При мысли о том, что собака и ухом не шевельнет, пока чайник не наполнят водой, Вальтер улыбнулся, но любопытство заставило его встать и посмотреть, что там происходит. Он тихо поднялся, чтобы не разбудить Йеттель, и на цыпочках прокрался в кухню. На жестяной крышке горел остаток маленькой свечки, и ее высокое пламя погружало все окружающее в бледно-желтый свет.
В углу, между несколькими кастрюлями и ржавой сковородой из Леобшютца, на полу с закрытыми глазами сидел Овуор и растирал себе ноги. Возле него лежал Руммлер. Собака действительно не спала, на шее у нее была толстая веревка.
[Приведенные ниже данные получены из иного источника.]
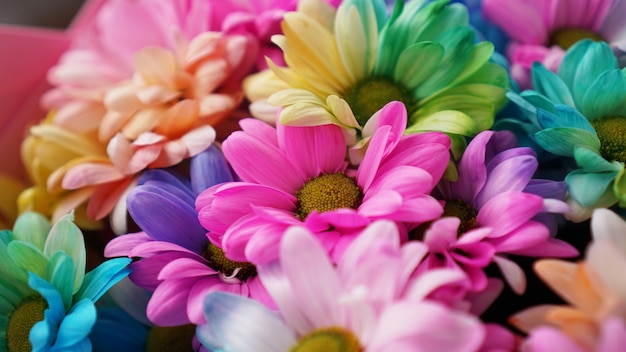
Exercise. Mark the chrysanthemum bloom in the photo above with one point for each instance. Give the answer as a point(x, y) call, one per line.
point(542, 30)
point(177, 260)
point(352, 307)
point(343, 65)
point(580, 113)
point(298, 175)
point(593, 288)
point(496, 208)
point(46, 149)
point(47, 299)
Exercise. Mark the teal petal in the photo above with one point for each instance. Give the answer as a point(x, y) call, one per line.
point(100, 280)
point(598, 58)
point(538, 100)
point(417, 62)
point(550, 85)
point(569, 64)
point(31, 227)
point(588, 188)
point(61, 274)
point(590, 160)
point(76, 326)
point(28, 257)
point(566, 116)
point(606, 96)
point(66, 237)
point(43, 333)
point(562, 140)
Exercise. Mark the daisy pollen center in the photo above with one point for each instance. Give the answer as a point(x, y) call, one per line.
point(463, 211)
point(371, 94)
point(333, 339)
point(611, 132)
point(328, 192)
point(28, 312)
point(171, 338)
point(567, 37)
point(218, 261)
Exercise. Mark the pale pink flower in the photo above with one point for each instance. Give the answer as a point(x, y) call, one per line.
point(298, 175)
point(357, 303)
point(542, 30)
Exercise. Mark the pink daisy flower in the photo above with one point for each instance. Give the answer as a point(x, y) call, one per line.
point(495, 209)
point(542, 30)
point(357, 305)
point(299, 176)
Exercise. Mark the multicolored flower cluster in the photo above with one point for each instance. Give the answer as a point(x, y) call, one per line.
point(324, 175)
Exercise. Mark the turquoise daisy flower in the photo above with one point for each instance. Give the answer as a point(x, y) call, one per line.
point(46, 298)
point(580, 113)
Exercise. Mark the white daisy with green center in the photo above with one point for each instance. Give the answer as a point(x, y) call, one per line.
point(580, 113)
point(343, 65)
point(46, 299)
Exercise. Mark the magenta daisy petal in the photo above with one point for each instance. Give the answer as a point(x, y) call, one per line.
point(299, 176)
point(494, 209)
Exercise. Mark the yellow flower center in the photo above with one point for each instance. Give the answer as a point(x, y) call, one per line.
point(371, 94)
point(28, 312)
point(328, 192)
point(463, 211)
point(611, 132)
point(332, 339)
point(567, 37)
point(174, 338)
point(218, 261)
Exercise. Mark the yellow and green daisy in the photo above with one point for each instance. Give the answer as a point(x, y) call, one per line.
point(345, 64)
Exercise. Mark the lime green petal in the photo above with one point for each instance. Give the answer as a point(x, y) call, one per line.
point(31, 227)
point(562, 140)
point(458, 43)
point(450, 16)
point(447, 121)
point(588, 188)
point(480, 109)
point(66, 237)
point(60, 272)
point(417, 62)
point(356, 31)
point(552, 86)
point(28, 257)
point(590, 160)
point(605, 97)
point(598, 58)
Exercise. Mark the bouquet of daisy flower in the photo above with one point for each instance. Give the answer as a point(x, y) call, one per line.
point(317, 175)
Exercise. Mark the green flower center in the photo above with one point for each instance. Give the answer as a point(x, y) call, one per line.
point(371, 94)
point(463, 211)
point(172, 338)
point(218, 261)
point(567, 37)
point(28, 312)
point(328, 192)
point(332, 339)
point(611, 132)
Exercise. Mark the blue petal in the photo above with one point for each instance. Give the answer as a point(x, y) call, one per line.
point(208, 169)
point(117, 331)
point(76, 326)
point(605, 97)
point(549, 84)
point(265, 331)
point(566, 116)
point(166, 218)
point(99, 280)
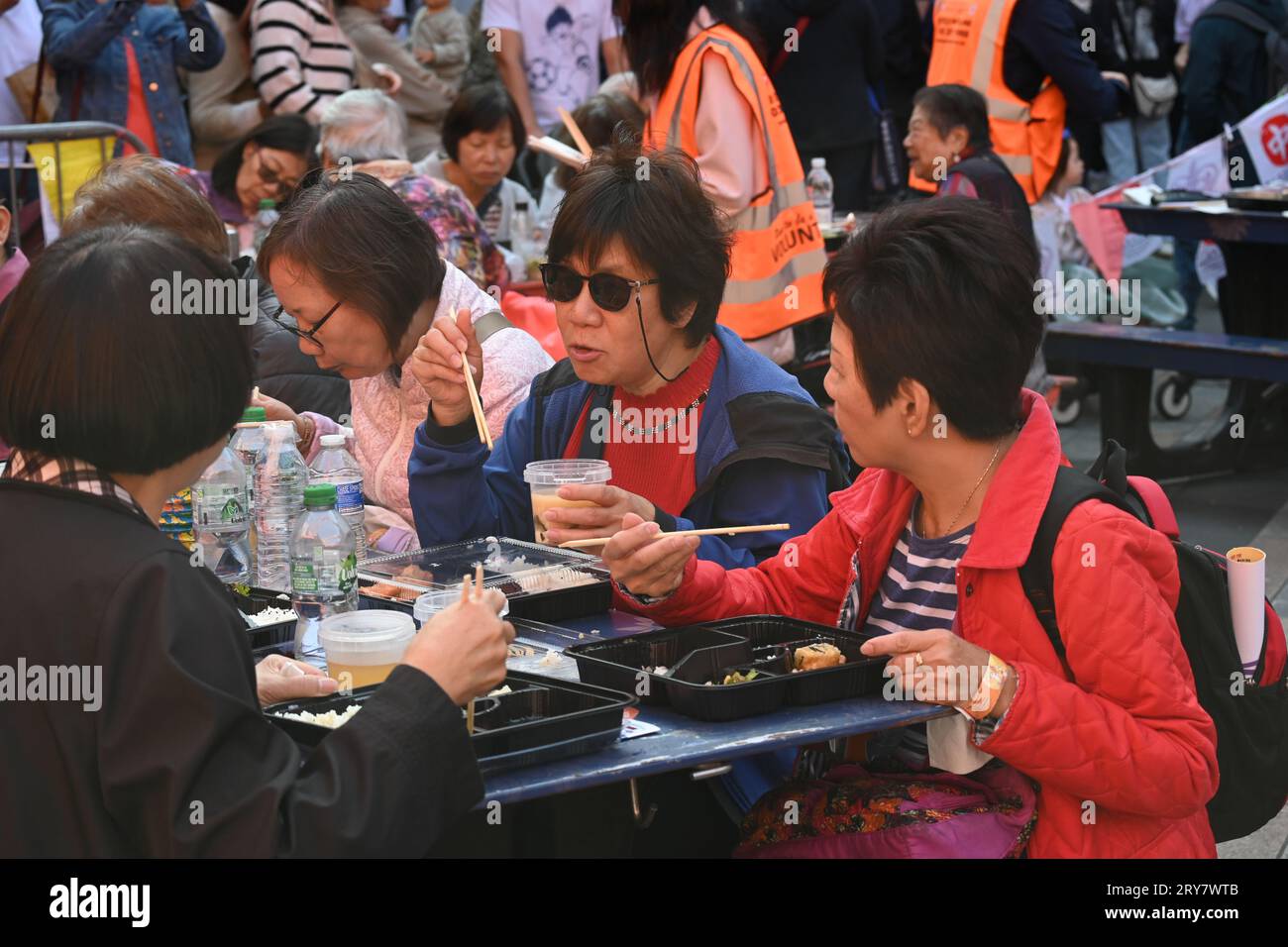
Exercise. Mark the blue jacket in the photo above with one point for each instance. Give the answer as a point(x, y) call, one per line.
point(85, 44)
point(765, 454)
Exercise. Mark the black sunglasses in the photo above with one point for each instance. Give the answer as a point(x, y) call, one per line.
point(610, 292)
point(295, 330)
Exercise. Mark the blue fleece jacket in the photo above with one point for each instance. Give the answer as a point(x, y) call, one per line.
point(765, 454)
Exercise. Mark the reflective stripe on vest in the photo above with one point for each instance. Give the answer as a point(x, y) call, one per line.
point(777, 261)
point(970, 37)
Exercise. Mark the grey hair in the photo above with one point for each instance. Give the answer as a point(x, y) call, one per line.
point(364, 125)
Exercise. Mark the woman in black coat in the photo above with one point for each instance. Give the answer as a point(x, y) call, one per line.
point(140, 731)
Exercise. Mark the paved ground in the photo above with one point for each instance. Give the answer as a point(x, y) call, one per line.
point(1220, 512)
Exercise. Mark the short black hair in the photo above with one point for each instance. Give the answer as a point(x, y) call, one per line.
point(483, 107)
point(664, 218)
point(85, 359)
point(951, 106)
point(290, 133)
point(364, 244)
point(941, 291)
point(599, 119)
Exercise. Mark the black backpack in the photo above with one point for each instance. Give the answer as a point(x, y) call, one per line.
point(1250, 723)
point(1275, 42)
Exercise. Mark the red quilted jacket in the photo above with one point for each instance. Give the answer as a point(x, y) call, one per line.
point(1120, 727)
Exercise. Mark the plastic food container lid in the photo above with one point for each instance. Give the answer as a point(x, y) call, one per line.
point(372, 637)
point(553, 474)
point(434, 602)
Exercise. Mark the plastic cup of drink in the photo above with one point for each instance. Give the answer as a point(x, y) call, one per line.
point(545, 476)
point(364, 647)
point(434, 602)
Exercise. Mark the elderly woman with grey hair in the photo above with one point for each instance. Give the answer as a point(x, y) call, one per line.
point(365, 131)
point(424, 97)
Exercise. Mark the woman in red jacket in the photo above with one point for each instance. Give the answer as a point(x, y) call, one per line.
point(935, 329)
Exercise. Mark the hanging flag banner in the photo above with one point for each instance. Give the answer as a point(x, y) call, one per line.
point(1265, 132)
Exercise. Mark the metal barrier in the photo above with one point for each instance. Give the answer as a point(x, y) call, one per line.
point(54, 133)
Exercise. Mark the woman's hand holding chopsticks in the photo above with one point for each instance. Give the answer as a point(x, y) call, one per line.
point(465, 646)
point(644, 565)
point(438, 365)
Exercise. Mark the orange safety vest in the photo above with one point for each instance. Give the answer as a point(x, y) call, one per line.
point(777, 263)
point(967, 50)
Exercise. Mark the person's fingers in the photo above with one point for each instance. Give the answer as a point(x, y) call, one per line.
point(631, 538)
point(593, 492)
point(660, 558)
point(588, 517)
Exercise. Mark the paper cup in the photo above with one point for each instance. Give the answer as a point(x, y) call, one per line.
point(1247, 579)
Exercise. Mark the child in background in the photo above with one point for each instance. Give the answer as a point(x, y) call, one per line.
point(439, 40)
point(1061, 249)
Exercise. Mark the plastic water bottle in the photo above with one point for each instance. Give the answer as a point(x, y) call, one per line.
point(220, 518)
point(265, 219)
point(335, 466)
point(246, 444)
point(323, 569)
point(281, 475)
point(819, 187)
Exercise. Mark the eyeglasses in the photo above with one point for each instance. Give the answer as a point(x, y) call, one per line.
point(610, 292)
point(295, 330)
point(273, 175)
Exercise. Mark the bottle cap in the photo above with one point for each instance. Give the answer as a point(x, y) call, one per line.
point(320, 496)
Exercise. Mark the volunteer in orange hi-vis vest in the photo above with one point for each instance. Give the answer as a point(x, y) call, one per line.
point(777, 264)
point(969, 42)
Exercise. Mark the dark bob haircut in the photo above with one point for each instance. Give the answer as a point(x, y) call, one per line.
point(484, 107)
point(653, 202)
point(952, 106)
point(85, 359)
point(941, 291)
point(290, 133)
point(364, 244)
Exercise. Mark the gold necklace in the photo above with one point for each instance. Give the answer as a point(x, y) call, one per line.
point(971, 495)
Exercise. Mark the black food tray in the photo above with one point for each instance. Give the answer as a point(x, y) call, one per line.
point(511, 566)
point(619, 663)
point(542, 720)
point(254, 600)
point(699, 654)
point(859, 676)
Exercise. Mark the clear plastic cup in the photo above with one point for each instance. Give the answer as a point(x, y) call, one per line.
point(364, 647)
point(434, 602)
point(545, 476)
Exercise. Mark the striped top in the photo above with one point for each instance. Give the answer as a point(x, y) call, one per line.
point(300, 58)
point(918, 591)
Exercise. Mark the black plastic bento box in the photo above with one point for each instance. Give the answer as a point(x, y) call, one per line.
point(698, 656)
point(541, 720)
point(541, 582)
point(253, 600)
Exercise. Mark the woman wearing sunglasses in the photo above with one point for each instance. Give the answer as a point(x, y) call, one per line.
point(266, 163)
point(697, 428)
point(360, 279)
point(934, 333)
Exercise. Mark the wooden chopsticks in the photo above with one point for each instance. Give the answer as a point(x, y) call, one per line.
point(476, 403)
point(712, 531)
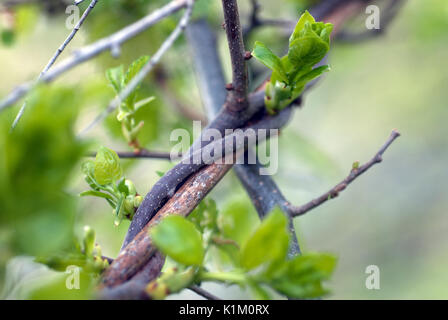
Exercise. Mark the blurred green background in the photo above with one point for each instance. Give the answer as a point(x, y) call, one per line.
point(392, 217)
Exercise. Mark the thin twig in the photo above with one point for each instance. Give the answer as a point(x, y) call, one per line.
point(112, 43)
point(204, 293)
point(57, 54)
point(143, 153)
point(354, 173)
point(388, 15)
point(237, 97)
point(138, 78)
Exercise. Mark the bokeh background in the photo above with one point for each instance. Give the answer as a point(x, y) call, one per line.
point(394, 216)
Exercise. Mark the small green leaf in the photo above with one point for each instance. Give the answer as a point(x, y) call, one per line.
point(316, 72)
point(307, 50)
point(160, 173)
point(119, 210)
point(237, 221)
point(269, 59)
point(116, 78)
point(89, 241)
point(107, 166)
point(304, 18)
point(133, 69)
point(269, 243)
point(179, 239)
point(143, 103)
point(95, 193)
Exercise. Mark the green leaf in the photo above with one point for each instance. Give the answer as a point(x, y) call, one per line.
point(269, 243)
point(95, 193)
point(133, 69)
point(88, 168)
point(302, 276)
point(307, 50)
point(115, 76)
point(107, 166)
point(304, 18)
point(179, 239)
point(269, 59)
point(316, 72)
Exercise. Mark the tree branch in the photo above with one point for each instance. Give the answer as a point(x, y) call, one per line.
point(58, 53)
point(143, 153)
point(140, 250)
point(112, 43)
point(138, 78)
point(354, 173)
point(237, 97)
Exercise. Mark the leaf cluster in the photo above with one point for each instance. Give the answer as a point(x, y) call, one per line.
point(308, 45)
point(258, 260)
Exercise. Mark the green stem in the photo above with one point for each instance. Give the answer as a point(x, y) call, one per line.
point(232, 277)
Под кухонным столом лежал туго набитый узелок из носового платка в бело-голубую клетку, привязанный к толстой деревянной палке. В одну из многочисленных дыр высовывался рукав белого канзу, в котором Овуор еще с Ронгая подавал еду. На подоконнике лежала черная мантия Вальтера, отглаженная и аккуратно сложенная вчетверо. Он узнал ее только по осыпающемуся шелку на воротнике и отворотах.
— Овуор, что ты здесь делаешь?
— Сижу и жду, бвана.
— Чего?
— Я жду солнца, — объяснил Овуор. Он дал себе время только на то, чтобы наколдовать в свои глаза такое же удивление, какое было в глазах у бваны.